Des erreurs il y aura

Voir son enfant manquer d’empathie est difficile pour un parent. Pourtant, ça arrive aux adultes aussi. Comme pour le vélo, c’est une habileté qui exige de la pratique. Qu’il ait 5 ou 17 ans, un enfant, dont le cerveau est en développement, fera aussi des faux pas. On peut l’aider en l’amenant à mesurer la portée de ses gestes et à comprendre les émotions de l’autre. « Parfois, on fait une intervention ciblée en lien avec une situation, remarque Stéphanie Deslauriers. Ça peut prendre du temps avant que les enfants comprennent qu’ils peuvent transposer ces connaissances dans des situations similaires. » « Avec toute l’éducation qu’on peut donner à nos gamins, il faut être humbles en tant que parents et ouverts pour pouvoir les accompagner quand ils font des erreurs », ajoute Chahra Joubrel-Mehari, formatrice du projet « Vivre ensemble – Fri for Mobberi ».

Une portée à mesurer

Et si l’enfant ne reconnaît pas son erreur ? S’il ne mesure pas la portée de son geste ? Une intervention classique consiste à retourner dans la situation inverse. « Et si ça t’était arrivé ? » « Des fois, ça ne fonctionne pas parce que l’enfant ne l’a jamais vécu, reconnaît Stéphanie Deslauriers. C’est trop abstrait pour lui ou pour elle. » Elle suggère alors de lui rappeler une situation similaire qu’il a vécue pour le faire connecter avec l’expérience de l’autre. La littérature jeunesse et les films qui mettent en scène une situation semblable peuvent aussi aider à conscientiser l’enfant sans le confronter émotionnellement.

Montrer l’exemple

Faites-vous preuve d’empathie au quotidien ? Moins à l’adolescence, mais certainement dans la petite enfance, les parents agissent comme modèles. « Il faut faire preuve d’introspection et se demander : est-ce qu’au quotidien je fais preuve d’empathie ? suggère Stéphanie Deslauriers. Envers mon enfant, mais aussi envers mon partenaire, ma voisine, sa prof à l’école ou son éducatrice à la garderie et même la caissière à la pharmacie.
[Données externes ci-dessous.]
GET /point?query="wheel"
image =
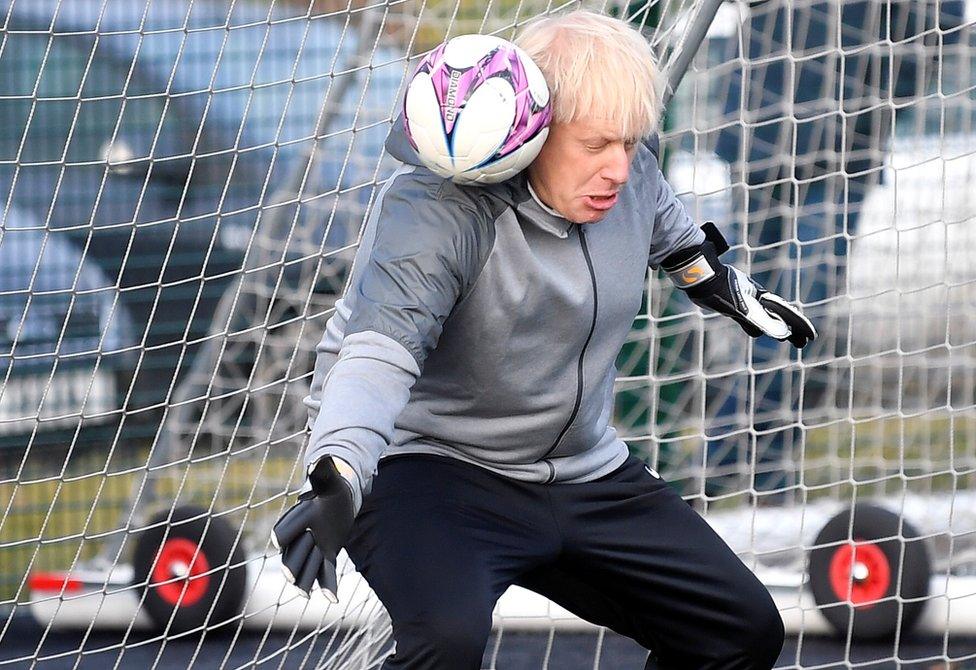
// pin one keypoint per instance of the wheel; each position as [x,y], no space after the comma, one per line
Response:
[860,578]
[183,567]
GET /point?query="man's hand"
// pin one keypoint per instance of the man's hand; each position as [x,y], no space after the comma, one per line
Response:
[728,290]
[311,533]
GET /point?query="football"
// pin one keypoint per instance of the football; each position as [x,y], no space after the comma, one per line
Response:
[477,110]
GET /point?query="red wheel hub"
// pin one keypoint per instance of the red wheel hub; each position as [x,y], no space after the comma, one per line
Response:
[181,565]
[860,573]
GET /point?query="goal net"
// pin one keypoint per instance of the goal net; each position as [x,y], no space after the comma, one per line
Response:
[183,185]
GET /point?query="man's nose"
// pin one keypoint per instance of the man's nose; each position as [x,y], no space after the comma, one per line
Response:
[617,167]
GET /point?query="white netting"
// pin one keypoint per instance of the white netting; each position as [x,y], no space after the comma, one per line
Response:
[183,184]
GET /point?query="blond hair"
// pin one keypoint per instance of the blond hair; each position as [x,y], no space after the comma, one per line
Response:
[598,67]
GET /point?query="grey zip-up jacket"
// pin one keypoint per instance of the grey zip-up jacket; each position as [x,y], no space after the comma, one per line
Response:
[478,325]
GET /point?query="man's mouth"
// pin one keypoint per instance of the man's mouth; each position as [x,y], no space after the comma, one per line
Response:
[601,202]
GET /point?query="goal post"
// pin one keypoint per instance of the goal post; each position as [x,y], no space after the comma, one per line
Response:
[183,185]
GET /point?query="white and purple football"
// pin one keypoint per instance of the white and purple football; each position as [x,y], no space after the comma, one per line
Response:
[477,110]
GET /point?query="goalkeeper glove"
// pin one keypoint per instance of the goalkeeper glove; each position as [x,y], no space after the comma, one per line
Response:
[311,533]
[729,291]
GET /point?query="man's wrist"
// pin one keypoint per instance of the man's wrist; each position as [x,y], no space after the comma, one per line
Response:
[324,469]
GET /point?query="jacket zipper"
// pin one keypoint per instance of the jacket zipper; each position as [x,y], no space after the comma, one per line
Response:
[579,364]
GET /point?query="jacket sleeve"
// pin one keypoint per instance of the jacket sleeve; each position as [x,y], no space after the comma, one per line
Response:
[423,253]
[674,228]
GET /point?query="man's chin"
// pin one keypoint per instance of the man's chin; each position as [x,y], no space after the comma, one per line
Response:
[591,216]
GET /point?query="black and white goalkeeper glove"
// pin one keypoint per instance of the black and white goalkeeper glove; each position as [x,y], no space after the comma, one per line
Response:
[729,291]
[313,530]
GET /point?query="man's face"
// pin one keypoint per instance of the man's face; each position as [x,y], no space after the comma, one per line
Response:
[581,167]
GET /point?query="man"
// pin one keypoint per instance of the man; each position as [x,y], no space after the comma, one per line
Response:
[473,352]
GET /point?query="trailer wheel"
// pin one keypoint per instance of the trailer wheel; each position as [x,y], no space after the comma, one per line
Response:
[860,578]
[184,567]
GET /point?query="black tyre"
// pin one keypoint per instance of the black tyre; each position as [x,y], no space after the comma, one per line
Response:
[860,579]
[185,566]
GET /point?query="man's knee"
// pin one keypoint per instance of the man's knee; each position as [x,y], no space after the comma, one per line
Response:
[769,638]
[759,649]
[441,642]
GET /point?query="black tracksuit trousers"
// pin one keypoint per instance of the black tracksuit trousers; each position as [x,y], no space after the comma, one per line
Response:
[440,540]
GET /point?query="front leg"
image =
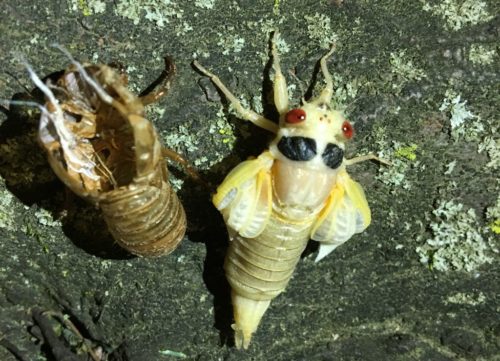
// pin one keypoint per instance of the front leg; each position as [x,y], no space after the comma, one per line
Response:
[280,88]
[245,113]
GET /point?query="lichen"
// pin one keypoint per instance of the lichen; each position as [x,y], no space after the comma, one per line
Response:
[482,55]
[7,208]
[456,243]
[491,146]
[160,12]
[344,93]
[493,216]
[394,175]
[459,116]
[230,41]
[407,152]
[463,298]
[204,4]
[458,14]
[45,218]
[404,69]
[87,7]
[319,30]
[181,140]
[222,129]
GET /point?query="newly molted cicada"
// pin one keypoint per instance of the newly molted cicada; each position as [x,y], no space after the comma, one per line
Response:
[296,190]
[100,144]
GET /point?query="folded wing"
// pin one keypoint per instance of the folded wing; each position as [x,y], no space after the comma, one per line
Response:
[346,212]
[245,196]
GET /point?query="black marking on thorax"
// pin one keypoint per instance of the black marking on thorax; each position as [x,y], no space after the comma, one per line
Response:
[304,149]
[297,148]
[332,156]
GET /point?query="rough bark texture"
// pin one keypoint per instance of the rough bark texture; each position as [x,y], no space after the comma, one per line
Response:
[420,81]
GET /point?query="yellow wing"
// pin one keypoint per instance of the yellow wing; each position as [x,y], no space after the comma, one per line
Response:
[245,196]
[345,213]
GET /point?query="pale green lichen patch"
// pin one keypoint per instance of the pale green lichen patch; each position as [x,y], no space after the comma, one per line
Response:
[219,137]
[204,4]
[458,14]
[344,93]
[181,140]
[493,216]
[160,12]
[222,138]
[220,128]
[394,175]
[462,298]
[456,243]
[404,69]
[491,146]
[462,121]
[407,152]
[87,7]
[230,41]
[45,218]
[482,55]
[319,30]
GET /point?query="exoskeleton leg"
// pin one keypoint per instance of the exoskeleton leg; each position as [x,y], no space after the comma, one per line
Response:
[154,92]
[327,92]
[365,157]
[280,88]
[245,113]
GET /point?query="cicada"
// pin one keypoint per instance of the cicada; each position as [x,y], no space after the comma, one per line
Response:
[100,144]
[298,189]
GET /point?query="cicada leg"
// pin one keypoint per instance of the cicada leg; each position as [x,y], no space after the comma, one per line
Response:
[280,89]
[245,113]
[161,86]
[365,157]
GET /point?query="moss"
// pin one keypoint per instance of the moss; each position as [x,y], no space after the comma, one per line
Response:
[457,243]
[458,14]
[482,55]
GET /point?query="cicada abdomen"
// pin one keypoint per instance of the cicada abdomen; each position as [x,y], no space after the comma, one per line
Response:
[102,147]
[296,190]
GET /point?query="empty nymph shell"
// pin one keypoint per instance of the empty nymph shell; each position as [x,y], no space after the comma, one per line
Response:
[100,144]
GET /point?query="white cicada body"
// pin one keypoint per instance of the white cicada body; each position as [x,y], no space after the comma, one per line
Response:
[297,190]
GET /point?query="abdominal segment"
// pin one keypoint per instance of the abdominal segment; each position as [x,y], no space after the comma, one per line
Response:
[260,268]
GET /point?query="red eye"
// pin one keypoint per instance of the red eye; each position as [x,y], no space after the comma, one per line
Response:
[347,129]
[295,116]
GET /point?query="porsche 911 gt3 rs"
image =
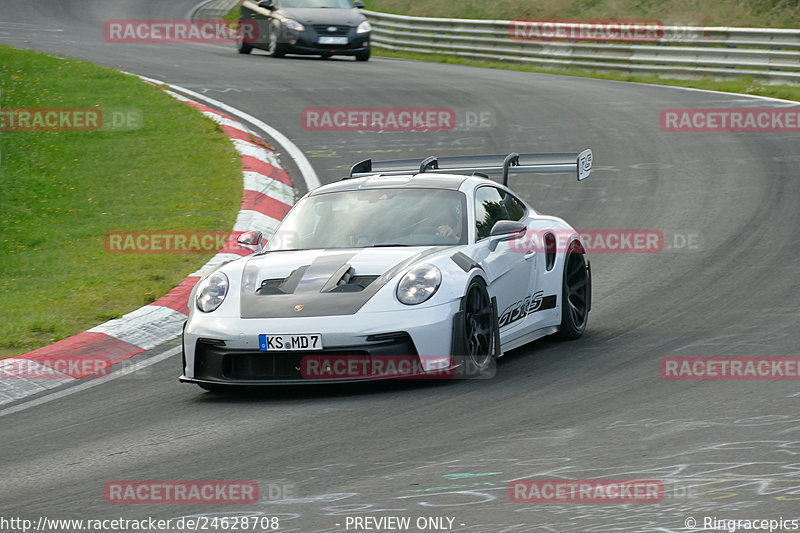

Au volant, est-ce que j’envoie promener les autres conducteurs ? » Des moments qui nous semblent parfois banals, mais qui s’additionnent pour construire « le vécu éducatif partagé ». « C’est un apprentissage continu », note François Richer, professeur de neuropsychologie à l’UQAM, qui s’enclenche lorsqu’un enfant voit les adultes qui l’entourent être sensibles, ne pas s’occuper que d’eux-mêmes. « L’apprentissage de l’empathie n’est pas absolument scolaire, c’est un apprentissage social. »

La barrière des écrans

Bien qu’ils facilitent les communications, les écrans peuvent être un frein à l’empathie. D’abord parce que le temps passé devant un écran est du temps en moins consacré à d’autres apprentissages fondamentaux. « L’empathie, ça se développe dans l’interaction, dans le groupe, dans les échanges, en coprésence », indique Omar Zanna, professeur de sociologie à l’Université du Mans. « Le fait d’avoir un écran comme intermédiaire, ça déshumanise », ajoute la psychoéducatrice Stéphanie Deslauriers. Ainsi, parce qu’on ne voit pas, en direct, sa réaction émotionnelle, on peut avoir tendance à sous-estimer la portée de nos paroles écrites sur la personne qui les reçoit. À l’école secondaire où elle travaille, des ateliers sont d’ailleurs organisés pour sensibiliser les jeunes à la portée que peuvent avoir les propos tenus en ligne.

Lisez « Quelle place pour l’empathie à l’école ? »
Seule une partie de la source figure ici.